Where do we look for costs?
Generally the cost of old hardware does not come from any one source. Instead it accumulates over time, a bit from this pot, a bit from that pot, until it hangs around like an anchor around our necks. We don’t notice the gradual accumulation because we are looking in the wrong places. We look at our budgets and project loads, rather than at the basic accrual of time.
Old hardware rarely demands much time from any one individual, so it slips under our radar. For example, a degraded memory chip may take four or five phone calls to support about various “unrelated” problems before it is diagnosed, and another two days to two weeks (depending on hardware purchasing requirements) to address. In this case the one chip absorbs time from the user, several support personnel, the management chain responsible for purchasing, and eventually the person who has to install the chip.
The key to finding and identifying this time lies in analyzing the support tickets with an eye towards identifying equipment patterns. Rather than looking for problem users, compare the problem incidence with hardware distributions. For example, one manufacturer that did this analysis discovered that a sudden increase in its support time requirements did not stem (despite preconceptions) from a new software distribution, but rather from a batch of 500 laptops distributed and redistributed over the course of a three-year period.
How can we avoid them?
Avoiding the costs of older hardware generally involves one of three approaches:
- Innovations designed to cope with environmental factors
- A carefully planned exit strategy
- A willingness to perform occasional OS refreshes
Take the example of one large warehousing organization. The IT department’s staff members noticed that their hardware support costs increased steadily after the hardware was deployed for two years. After three refreshes in six years, they sat down and did a careful analysis of their problems. They found that the average temperature in the warehouses around the computers was 86 degrees. They also found that, although they diligently policed their systems for illegitimate software, the registries on most of the systems steadily degraded, along with the stability of the .dlls, and the system as a whole.

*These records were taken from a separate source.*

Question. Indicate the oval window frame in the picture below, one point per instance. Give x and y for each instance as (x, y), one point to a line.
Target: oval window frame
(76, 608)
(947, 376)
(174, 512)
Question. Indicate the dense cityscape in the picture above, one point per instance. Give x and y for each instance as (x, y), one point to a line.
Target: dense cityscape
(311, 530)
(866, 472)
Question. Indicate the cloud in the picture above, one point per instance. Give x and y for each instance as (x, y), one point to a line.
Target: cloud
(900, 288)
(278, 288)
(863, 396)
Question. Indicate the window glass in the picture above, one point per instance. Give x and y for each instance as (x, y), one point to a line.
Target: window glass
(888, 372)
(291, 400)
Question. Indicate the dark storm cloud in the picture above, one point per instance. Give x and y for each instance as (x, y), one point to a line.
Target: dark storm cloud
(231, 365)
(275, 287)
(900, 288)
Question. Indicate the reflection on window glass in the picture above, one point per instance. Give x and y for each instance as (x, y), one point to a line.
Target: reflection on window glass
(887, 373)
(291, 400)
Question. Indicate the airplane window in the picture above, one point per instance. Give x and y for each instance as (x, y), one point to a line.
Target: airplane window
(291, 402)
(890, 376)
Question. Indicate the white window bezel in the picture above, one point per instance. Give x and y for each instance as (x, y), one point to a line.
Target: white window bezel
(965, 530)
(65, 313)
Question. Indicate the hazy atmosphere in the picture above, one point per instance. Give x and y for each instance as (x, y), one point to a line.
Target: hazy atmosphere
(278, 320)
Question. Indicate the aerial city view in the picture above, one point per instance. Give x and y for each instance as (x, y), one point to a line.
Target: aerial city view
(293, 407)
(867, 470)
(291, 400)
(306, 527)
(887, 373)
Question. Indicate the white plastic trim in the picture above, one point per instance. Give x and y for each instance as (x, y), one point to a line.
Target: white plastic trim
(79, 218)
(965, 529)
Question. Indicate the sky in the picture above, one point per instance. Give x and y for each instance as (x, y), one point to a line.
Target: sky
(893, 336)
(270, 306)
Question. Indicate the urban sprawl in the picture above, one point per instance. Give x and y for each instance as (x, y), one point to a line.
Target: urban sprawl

To address these problems they began to purchase additional cooling fans for their hardware up front, broke the hardware pool into three “groups” on different refresh cycles, and on every hardware refresh, reformatted every computer. Finally, the constant refresh cycle forced them to streamline their return process, avoiding any additional costs on their leases. After running with this program for four years, they reassessed, discovering that they cut their support tickets by 40 percent rather than the steady growth they were accustomed to. This freed up additional time for them to use in proactive activities, further reducing their overall time investment in support.
Understanding the costs associated with old hardware, where they come from, and how they might be avoided can help you when preparing your budget for the coming year.